I need to reduce some nulls and peaks in my basement home theater. The room is an l-shaped room with an open stair to the rest of the house (cannot be closed off). I have my sub and speakers optimized after 8-10 hours of trial and error. Seriously, 8-10 hours, moved a few inches, measured, over and over. This is the best location without any absorbing/trapping material.

It certainly isn't optimal in terms of looks, but it is optimized so I can see the screen and not have speakers in the way. I can also still get to the kegerator, which is key.

17' on the theater screen wall, 24' on the inside wall (right from seating), outside sections are 12' each with the l portion being 6' deep (leaving the back wall, from seating position 11' wide). 

The main areas I am concerned about are a dip about 35 hz and 61.3 and the corresponding peaks around those dips. Smacks of room modes, but with the shape.. There is no way to get around all of the nodes in terms of placement, though they are minimized. 

So far I have some old DIY tube traps (fiberglass I compressed and put around a round frame) and some other absorbent material in the corner and on the wall where I measured peaks. With 4 20" tubes it made about 3-5db difference depending on what frequency I was measuring. Nowhere near enough, I need much more absorption and around specific frequencies. 
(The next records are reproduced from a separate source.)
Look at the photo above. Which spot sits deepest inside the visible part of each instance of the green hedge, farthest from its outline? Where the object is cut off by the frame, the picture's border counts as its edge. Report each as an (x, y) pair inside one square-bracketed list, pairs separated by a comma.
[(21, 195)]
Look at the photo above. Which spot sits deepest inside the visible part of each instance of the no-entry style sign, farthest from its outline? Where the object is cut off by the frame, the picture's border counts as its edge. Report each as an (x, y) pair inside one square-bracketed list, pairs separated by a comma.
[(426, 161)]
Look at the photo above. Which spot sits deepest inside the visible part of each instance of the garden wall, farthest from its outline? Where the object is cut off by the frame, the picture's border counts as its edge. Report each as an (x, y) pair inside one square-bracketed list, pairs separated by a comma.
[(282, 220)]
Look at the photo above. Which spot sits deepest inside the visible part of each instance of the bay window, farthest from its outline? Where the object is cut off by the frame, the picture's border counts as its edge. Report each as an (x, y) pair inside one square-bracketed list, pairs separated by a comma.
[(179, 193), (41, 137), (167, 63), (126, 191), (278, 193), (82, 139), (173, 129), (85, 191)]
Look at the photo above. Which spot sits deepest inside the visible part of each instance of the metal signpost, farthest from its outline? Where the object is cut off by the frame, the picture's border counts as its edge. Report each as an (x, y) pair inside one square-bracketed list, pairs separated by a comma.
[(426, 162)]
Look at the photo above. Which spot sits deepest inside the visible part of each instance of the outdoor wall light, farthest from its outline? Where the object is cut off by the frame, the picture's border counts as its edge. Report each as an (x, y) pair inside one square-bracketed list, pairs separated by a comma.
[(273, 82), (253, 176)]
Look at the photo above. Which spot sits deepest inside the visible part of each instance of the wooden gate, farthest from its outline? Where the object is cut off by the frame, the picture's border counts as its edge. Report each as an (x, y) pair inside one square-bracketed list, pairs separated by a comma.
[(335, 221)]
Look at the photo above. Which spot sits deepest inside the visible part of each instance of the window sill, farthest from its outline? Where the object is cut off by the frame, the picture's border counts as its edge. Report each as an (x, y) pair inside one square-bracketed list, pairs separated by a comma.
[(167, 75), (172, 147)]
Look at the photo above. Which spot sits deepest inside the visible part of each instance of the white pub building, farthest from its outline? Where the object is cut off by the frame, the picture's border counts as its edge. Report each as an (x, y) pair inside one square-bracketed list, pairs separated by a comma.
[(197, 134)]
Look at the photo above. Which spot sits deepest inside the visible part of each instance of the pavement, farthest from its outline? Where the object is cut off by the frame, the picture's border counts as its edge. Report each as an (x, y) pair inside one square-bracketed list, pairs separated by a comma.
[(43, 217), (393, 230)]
So the question is what next? I can sacrifice about 2' of the room where the sound peaks at the exact nulls. Membrane/panel resonators? Just go for very deep broadband absorbers?


----------



## fredk (May 14, 2008)

Broadband absorbers are most effective above 100 Hz. Although they absorb below this frequency, their efficiency drops off quickly.

I have spent a lot of time searching and there does not seem to be a lot of practical information on panel resonators. It seems not a lot of people use them. I gather that they are not as efficient as other absorbers, but there is not complete agreement on this. Unfortunately, I have not been able to find anything that quantifies relative efficiency. The nagging question in my mind is how many of these might be needed to be effective for a given frequency band.

If you go to johnlsayers.com and search on their studio design forum, you will find some good threads on panel resonators.


----------



## bpape (Sep 14, 2006)

Above about 35Hz, your decay times look pretty good. You could certainly build some resonant panel type absorbers tuned around the 120hz issue if you know where in the room is causing the problem.

Bryan


----------